In my second post for my segment Secrets to a Classic Wardrobe, I will discuss the closet staple; the perfect blazer. I’ve always loved the way the perfect blazer can pull together an otherwise ho-hum outfit. It can make a low-key casual outfit infinitely more stylish. The perfect blazer is also a great piece to help you transition into fall, you can easily wear a favorite summer outfit and throw on a blazer to get wear out of it as you move into fall. I got my first blazer in New York City, shortly after graduating from college, it was a fitted black corduroy blazer. Now corduroy is a casual fabric, but in the right color it can look more formal. I must mention that I am talking about a blazer and not a jacket that is part of a 2 piece suit, which can often be worn as a blazer. I will often wear the jacket of a 2 piece suit without the suit skirt or pants, but I have about 5 stand alone blazers in cotton and wool to suit my mood and any outfit.
Know your budget and stick to it.
I said this in my last post about classic black pumps, you need to stay within your budget. If your budget is $150, find the blazer best you can for that price. If you are on a tighter budget, I would suggest going to online stores like The Outnet, Gilt Groupe and Saks Off 5th. There you can find higher end pieces at a reduced rates. I found my Elizabeth and James blazer above on Gilt Groupe at 60% off retail.
Only get a classic style.
If you don’t have an unlimited budget, only buy something classic that you will wear for many years. For example, don’t go for anything too trendy or made with inexpensive fabric or heavy fabric. I would stick with a simple lightweight wool option, it’s not too heavy and thick, which can look really out of place during the spring and cool summer evenings. I would also stay away from a blazers made out of sweater fabric, they will not hold their shape in the long-term. If you do opt for a trendy option, make sure you have your basics first.
Start with a Neutral Color.
Your first foray into any wardrobe classic should start with getting the basics. Anything neutral would be basic, such as black, brown, beige, navy or grey. I always gravitate to black, ( too much time in NYC) but if you don’t wear black, choose another neutral like a nice shade of brown or navy blue.

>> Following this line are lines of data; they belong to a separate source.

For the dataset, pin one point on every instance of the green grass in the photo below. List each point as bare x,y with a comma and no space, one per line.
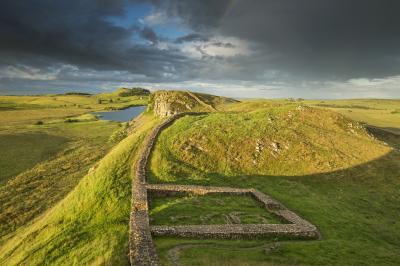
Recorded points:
290,142
381,113
208,209
14,157
333,174
43,162
90,225
326,168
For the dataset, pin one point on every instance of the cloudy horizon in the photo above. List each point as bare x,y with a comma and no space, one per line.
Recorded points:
259,48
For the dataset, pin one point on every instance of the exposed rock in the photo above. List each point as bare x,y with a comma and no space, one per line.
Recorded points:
275,146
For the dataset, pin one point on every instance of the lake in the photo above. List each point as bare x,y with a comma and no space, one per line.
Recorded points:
122,115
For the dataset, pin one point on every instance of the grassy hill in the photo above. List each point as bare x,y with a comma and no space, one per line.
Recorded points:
319,163
90,225
164,103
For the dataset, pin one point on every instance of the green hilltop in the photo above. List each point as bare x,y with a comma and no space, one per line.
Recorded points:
321,164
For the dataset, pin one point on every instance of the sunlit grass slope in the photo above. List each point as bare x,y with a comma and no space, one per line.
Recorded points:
376,112
90,225
319,164
14,157
263,140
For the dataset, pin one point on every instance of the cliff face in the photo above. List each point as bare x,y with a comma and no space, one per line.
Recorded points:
168,103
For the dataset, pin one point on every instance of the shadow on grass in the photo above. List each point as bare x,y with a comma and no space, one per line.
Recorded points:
356,210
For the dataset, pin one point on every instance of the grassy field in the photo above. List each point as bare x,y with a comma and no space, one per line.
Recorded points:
380,113
333,174
208,209
322,165
14,157
43,162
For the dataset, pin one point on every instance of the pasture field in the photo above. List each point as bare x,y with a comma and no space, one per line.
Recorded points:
342,179
47,143
322,165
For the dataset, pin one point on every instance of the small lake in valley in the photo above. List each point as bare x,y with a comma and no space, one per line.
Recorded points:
122,115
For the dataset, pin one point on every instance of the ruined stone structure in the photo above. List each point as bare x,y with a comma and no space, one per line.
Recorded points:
142,251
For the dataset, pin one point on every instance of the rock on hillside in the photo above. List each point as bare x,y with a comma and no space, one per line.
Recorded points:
167,103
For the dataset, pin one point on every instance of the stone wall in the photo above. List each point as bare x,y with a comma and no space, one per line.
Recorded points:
142,250
141,247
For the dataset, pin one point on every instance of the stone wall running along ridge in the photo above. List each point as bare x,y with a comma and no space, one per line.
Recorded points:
141,247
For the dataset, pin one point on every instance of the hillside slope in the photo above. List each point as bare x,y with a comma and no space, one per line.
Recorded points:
90,225
318,163
167,103
321,165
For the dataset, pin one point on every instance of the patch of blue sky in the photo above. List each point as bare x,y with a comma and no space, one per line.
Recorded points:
170,31
132,15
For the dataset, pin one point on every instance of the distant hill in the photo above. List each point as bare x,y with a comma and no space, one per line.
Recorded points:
322,165
165,103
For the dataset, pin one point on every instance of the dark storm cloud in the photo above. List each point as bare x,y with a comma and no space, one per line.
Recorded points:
41,33
192,38
284,40
149,35
310,38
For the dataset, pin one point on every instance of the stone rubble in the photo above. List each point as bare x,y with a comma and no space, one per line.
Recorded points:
141,247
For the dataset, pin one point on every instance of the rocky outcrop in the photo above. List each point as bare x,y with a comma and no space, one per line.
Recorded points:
169,103
141,247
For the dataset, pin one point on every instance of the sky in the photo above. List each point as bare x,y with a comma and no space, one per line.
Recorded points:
317,49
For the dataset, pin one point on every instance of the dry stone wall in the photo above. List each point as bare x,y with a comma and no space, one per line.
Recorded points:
142,250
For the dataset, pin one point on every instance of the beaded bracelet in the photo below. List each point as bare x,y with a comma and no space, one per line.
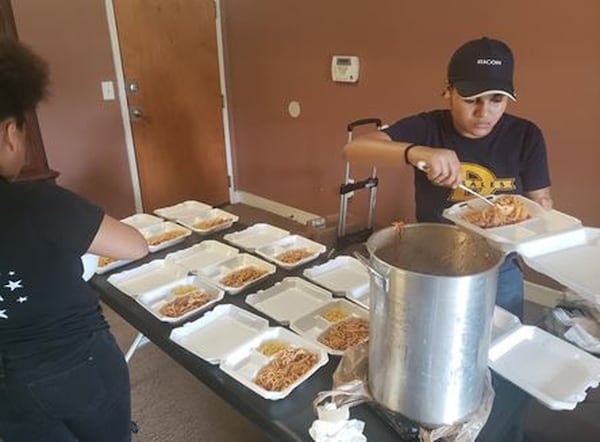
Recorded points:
406,149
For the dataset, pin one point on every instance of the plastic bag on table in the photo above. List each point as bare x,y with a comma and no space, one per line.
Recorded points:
578,320
350,387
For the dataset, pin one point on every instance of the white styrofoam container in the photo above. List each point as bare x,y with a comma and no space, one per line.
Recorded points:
218,332
161,228
203,254
255,236
553,371
313,324
244,363
216,273
274,249
155,299
111,266
146,277
343,275
571,258
182,210
289,299
191,221
543,223
142,220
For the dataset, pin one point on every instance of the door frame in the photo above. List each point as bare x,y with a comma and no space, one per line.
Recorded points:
122,95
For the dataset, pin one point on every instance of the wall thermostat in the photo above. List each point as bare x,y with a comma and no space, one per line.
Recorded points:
345,68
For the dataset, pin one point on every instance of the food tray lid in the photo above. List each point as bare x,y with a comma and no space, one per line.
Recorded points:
543,223
218,332
570,258
191,221
146,277
311,325
203,254
141,220
289,299
255,236
342,275
553,371
217,272
274,249
183,209
155,299
244,363
164,227
111,266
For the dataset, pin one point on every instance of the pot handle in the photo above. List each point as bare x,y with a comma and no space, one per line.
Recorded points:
381,280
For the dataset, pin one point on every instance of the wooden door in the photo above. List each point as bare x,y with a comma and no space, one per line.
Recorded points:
170,64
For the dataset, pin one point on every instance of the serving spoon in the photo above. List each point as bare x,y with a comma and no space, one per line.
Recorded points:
421,165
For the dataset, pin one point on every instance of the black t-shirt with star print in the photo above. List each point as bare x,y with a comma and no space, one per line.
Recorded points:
510,159
44,302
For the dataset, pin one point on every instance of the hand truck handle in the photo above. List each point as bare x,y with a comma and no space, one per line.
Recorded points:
364,122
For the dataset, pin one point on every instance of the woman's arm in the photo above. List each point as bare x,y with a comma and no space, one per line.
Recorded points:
542,197
115,239
378,149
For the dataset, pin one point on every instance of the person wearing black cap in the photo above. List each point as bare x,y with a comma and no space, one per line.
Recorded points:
474,142
62,375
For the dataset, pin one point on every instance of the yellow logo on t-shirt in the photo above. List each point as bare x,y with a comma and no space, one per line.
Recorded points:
481,180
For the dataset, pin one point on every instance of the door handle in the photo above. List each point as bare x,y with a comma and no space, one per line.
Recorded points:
135,113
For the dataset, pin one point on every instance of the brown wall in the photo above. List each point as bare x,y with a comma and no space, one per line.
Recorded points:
279,51
83,135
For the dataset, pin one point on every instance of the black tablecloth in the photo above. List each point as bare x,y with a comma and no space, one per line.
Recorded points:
288,419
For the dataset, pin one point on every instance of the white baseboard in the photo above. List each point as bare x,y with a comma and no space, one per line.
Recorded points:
280,209
541,294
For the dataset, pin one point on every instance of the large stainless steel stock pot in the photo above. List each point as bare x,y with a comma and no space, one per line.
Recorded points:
432,293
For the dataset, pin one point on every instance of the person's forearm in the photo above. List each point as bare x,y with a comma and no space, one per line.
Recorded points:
375,151
541,196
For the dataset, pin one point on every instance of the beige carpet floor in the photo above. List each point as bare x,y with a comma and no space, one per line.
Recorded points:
169,404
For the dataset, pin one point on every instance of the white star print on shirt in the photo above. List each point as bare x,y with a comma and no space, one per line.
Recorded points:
13,285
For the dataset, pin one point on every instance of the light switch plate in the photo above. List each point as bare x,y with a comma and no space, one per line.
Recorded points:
108,90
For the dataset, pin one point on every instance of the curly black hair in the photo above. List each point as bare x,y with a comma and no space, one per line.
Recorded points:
23,80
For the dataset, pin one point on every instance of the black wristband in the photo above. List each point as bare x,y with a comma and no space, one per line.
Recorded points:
406,149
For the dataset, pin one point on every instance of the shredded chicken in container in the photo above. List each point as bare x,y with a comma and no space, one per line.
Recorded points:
507,210
345,334
286,368
242,276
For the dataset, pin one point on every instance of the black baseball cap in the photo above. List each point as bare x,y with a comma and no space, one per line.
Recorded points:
480,67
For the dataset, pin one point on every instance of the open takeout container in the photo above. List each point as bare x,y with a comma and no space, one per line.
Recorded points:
220,272
183,210
275,250
553,371
550,242
289,299
156,299
317,322
232,338
146,277
255,236
541,224
162,235
213,220
203,254
344,276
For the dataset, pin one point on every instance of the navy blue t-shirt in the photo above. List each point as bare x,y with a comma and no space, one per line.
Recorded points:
510,159
44,302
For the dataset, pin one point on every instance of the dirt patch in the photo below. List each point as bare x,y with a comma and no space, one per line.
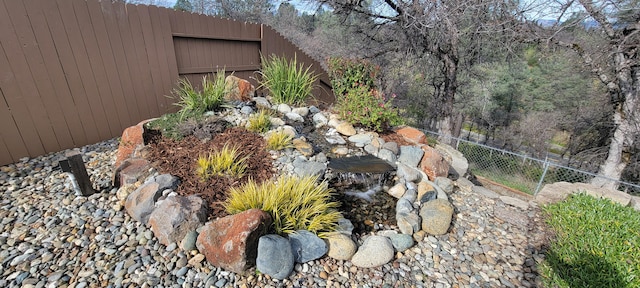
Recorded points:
179,157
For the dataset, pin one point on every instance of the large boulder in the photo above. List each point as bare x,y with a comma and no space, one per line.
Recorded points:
412,135
275,257
238,89
436,216
141,202
176,216
232,241
433,163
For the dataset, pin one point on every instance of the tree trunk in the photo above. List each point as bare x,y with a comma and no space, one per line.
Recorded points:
627,120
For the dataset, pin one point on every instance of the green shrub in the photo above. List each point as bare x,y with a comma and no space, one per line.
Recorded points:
224,162
192,101
368,108
293,203
279,140
597,244
287,81
350,73
259,122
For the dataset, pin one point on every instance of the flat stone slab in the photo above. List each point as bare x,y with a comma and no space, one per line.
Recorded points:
360,164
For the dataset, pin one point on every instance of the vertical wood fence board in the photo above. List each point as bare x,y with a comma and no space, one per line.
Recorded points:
9,83
70,71
38,34
60,93
143,61
9,130
121,44
105,95
160,35
110,79
81,56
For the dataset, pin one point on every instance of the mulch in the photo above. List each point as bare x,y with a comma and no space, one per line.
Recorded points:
179,157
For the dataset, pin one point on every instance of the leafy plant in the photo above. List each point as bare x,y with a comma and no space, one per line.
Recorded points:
259,122
279,140
190,100
597,244
293,203
287,81
224,162
369,108
351,73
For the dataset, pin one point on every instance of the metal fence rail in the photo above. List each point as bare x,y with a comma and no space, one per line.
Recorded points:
522,172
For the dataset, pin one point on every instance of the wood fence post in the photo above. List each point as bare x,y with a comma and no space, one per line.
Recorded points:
73,164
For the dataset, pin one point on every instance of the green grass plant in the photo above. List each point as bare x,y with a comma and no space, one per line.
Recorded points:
294,203
224,162
259,122
279,140
597,244
287,81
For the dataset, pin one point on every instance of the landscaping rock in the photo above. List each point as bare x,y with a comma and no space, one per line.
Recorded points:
175,216
231,242
141,202
401,242
360,140
408,223
412,135
458,162
409,174
302,111
341,247
374,252
303,147
433,164
515,202
319,120
397,190
410,155
387,155
130,171
238,89
283,108
345,128
303,168
436,216
294,117
275,257
445,183
307,246
391,146
132,138
188,243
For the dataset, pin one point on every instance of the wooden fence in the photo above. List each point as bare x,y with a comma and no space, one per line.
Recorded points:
77,72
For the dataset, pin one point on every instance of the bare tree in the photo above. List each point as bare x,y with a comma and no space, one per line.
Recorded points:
614,61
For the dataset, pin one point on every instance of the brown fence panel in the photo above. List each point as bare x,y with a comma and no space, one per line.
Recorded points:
76,72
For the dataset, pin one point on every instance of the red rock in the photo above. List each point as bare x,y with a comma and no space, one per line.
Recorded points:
238,89
433,164
232,242
175,216
412,135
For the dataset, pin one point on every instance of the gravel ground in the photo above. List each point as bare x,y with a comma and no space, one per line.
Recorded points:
53,238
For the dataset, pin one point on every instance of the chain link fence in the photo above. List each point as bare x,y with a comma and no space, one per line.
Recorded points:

Start with a lightweight option.
So, as I mentioned in my story above, my first blazer was corduroy. I would however not suggest getting velvet or corduroy for your first blazer. You will only be able to get limited wear out of them because they are usually only worn in fall and winter. I would suggest a lightweight wool option that can be worn year round. If wool seems too stuffy, then go with a cotton option like the one I’m wearing below.
Utilize a great tailor.
What’s the difference between an expensive blazer and a cheap one? Fabric and fit. So even if your blazer is not the best fabric, make sure that the fit is impeccable. That will make it look much more expensive than it actually is. So, you’ve found the perfect high-end blazer at an amazing price, but the fit is not so perfect. One lesson I learned early on is the value of a good tailor and cobbler. A tailor will become your best friend in this case, ask them to tailor it specifically to your body. Ask for tailor recommendations from your friends or even Yelp and don’t just go to your local dry cleaner because they may not be skilled enough to do major tailoring. Remember, it’s much easier to take an item of clothing in than it is to let it out (make it bigger), sometimes it can be impossible because there isn’t enough fabric. So if given the choice, buy a bigger size so the tailor has more to work with. Regardless, many times you can find the perfect blazer at an amazing discount and then have it tailored to fit you perfectly. It still ends up being much cheaper than the retail price.